Wie schon in einem meiner letzten Posts möchte ich mich erneut mit dem Thema der Eigenlogik befassen, ausgehend von „Städte und ihre Eigenlogik. Ein Handbuch für Stadtplanung und Stadtentwicklung“ von Martina Löw und Georgios Terizakis (Hrsg.).[1] Diesmal geht es mir darum, der Eigenlogik von Zürich auf die Spur zu kommen. Was ist Zürich eigentlich für eine Stadt? Wissensstadt und Hochschulstandort, Bankenmetropole, Spielplatz der Alternativen und des Urban Gardening?

Zürich ist zunächst einmal geprägt durch seine Eigenschaften als Finanzzentrum, aber auch durch die damit verbundene IT-Branche. Banken und IT passen perfekt zur Schweiz, alles läuft wie ein Schweizer Uhrwerk, akkurat und zeitlich punktgenau. Wen verwundert es da, dass die Schweiz das Land mit der höchsten „life pace“ (Robert Levine) ist und Zürich sicherlich die schnellste Stadt überhaupt? In Zürich ist der öffentliche Verkehr zuverlässig und pünktlich (meistens, abgesehen von Stellwerksstörungen, Kollisionen o.ä.), die Zeitpläne der BürgerInnen sind eng gestrickt, man hat es eigentlich immer eilig. Und ZürcherInnen haben ein hohes Qualitätsbewusstsein, verbunden mit hohen Ansprüchen an sich selbst und andere.
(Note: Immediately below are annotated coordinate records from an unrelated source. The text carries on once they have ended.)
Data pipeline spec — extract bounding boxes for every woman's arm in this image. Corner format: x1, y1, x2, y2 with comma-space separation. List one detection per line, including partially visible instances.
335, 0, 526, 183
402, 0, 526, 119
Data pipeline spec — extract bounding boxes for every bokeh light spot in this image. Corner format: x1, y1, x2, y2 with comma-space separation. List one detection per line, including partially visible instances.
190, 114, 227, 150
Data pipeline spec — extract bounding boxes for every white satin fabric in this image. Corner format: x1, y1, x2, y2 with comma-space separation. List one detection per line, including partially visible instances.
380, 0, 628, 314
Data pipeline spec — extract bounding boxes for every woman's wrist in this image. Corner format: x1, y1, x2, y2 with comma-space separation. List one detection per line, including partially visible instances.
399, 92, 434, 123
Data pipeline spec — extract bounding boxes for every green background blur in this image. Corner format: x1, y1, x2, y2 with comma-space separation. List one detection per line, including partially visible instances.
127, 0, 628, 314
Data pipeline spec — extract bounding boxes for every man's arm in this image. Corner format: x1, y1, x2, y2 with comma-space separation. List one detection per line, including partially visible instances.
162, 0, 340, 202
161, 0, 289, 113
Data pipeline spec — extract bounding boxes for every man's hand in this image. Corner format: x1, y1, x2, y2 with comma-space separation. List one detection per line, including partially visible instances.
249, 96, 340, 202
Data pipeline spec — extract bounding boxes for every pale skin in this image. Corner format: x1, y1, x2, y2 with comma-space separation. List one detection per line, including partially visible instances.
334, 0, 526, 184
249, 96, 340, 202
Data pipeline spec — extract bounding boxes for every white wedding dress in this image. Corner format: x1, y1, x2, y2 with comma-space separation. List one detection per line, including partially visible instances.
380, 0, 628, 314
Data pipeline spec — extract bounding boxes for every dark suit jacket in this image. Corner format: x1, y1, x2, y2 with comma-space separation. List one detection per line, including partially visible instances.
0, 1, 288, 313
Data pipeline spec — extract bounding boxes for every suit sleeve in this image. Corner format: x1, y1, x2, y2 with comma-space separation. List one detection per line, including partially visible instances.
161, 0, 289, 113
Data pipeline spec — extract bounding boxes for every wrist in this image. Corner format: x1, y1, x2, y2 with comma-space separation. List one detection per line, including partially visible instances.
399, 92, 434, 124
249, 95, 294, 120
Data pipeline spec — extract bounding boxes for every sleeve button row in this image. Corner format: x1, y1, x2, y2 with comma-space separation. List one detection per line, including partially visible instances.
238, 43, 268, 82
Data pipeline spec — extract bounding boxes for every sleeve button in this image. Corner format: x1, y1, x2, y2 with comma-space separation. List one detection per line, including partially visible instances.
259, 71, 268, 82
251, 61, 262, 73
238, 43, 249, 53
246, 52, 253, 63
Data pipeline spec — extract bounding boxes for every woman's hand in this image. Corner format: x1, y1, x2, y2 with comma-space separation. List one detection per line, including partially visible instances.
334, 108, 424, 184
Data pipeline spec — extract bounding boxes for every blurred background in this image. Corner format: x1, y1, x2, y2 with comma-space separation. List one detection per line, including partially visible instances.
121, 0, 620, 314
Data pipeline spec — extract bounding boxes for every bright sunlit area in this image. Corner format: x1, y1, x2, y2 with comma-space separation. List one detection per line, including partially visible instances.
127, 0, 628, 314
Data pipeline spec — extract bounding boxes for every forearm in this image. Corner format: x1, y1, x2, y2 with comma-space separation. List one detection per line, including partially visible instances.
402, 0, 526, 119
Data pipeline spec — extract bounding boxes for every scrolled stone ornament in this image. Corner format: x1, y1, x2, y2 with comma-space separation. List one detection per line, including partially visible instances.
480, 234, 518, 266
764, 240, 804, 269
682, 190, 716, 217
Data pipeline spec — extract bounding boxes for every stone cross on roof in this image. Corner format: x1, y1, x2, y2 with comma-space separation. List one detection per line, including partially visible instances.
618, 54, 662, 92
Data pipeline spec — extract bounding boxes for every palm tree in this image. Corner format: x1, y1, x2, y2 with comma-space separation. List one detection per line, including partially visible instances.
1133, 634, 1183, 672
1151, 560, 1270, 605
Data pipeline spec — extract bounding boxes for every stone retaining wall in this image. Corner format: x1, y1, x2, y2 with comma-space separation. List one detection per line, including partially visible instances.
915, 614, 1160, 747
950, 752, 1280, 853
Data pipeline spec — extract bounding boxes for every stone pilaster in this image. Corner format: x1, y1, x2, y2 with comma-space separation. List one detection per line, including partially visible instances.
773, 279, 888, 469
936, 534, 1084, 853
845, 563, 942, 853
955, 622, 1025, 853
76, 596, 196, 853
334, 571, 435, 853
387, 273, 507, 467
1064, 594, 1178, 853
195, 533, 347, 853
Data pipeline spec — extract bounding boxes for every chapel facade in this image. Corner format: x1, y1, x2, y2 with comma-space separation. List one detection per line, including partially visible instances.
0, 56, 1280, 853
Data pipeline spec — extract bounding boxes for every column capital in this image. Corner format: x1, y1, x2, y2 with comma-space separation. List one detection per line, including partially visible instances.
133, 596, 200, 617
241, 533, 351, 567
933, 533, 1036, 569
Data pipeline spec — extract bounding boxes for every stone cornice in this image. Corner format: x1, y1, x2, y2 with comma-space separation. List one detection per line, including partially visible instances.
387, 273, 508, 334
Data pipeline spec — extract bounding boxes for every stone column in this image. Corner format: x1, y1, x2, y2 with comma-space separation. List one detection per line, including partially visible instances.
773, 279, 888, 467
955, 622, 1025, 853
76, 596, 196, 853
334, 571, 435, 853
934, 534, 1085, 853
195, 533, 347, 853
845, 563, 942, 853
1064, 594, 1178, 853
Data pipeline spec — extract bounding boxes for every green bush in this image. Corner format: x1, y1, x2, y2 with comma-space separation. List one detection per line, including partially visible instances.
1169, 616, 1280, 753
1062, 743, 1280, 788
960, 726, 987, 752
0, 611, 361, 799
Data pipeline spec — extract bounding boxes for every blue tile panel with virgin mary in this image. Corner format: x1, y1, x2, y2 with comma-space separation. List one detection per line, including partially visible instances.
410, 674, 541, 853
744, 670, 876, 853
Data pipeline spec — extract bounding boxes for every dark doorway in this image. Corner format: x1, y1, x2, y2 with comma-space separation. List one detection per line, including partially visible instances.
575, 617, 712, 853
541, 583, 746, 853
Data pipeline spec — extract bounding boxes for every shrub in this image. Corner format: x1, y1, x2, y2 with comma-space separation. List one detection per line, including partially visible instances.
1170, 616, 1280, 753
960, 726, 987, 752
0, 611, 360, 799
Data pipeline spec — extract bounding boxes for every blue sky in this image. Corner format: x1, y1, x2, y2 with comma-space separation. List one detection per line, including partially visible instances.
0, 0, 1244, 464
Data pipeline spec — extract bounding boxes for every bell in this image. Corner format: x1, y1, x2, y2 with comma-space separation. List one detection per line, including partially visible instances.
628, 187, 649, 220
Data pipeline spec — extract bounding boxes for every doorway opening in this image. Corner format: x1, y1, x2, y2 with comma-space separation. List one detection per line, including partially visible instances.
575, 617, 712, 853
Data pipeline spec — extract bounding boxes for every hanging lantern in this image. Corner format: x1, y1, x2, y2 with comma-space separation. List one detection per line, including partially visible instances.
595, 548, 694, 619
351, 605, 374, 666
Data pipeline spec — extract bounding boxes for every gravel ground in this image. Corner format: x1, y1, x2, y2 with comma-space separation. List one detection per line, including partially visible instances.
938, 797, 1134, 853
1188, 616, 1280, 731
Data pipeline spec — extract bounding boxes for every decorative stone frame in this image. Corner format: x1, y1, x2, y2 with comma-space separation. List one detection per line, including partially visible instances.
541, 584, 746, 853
Aber es gibt auch noch das andere, das alternative Zürich. Hier fahren die Menschen mit dem Velo durch die Stadt, bauen auf ihrem Balkon Gemüse an, lieben handgemachte Cupcakes und veganes Bio-Glace und bevorzugen dennoch ein urbanes Umfeld. In diesem alternativen Milieu gilt ein etwas anderes Zeitmodell: Man arbeitet Teilzeit oder noch besser mobil bzw. im Homeoffice – wo immer das auch gerade ist. Trotzdem gilt: Die Agenda ist vollgepackt und der Qualitätsanspruch an sich und die anderen ist hoch!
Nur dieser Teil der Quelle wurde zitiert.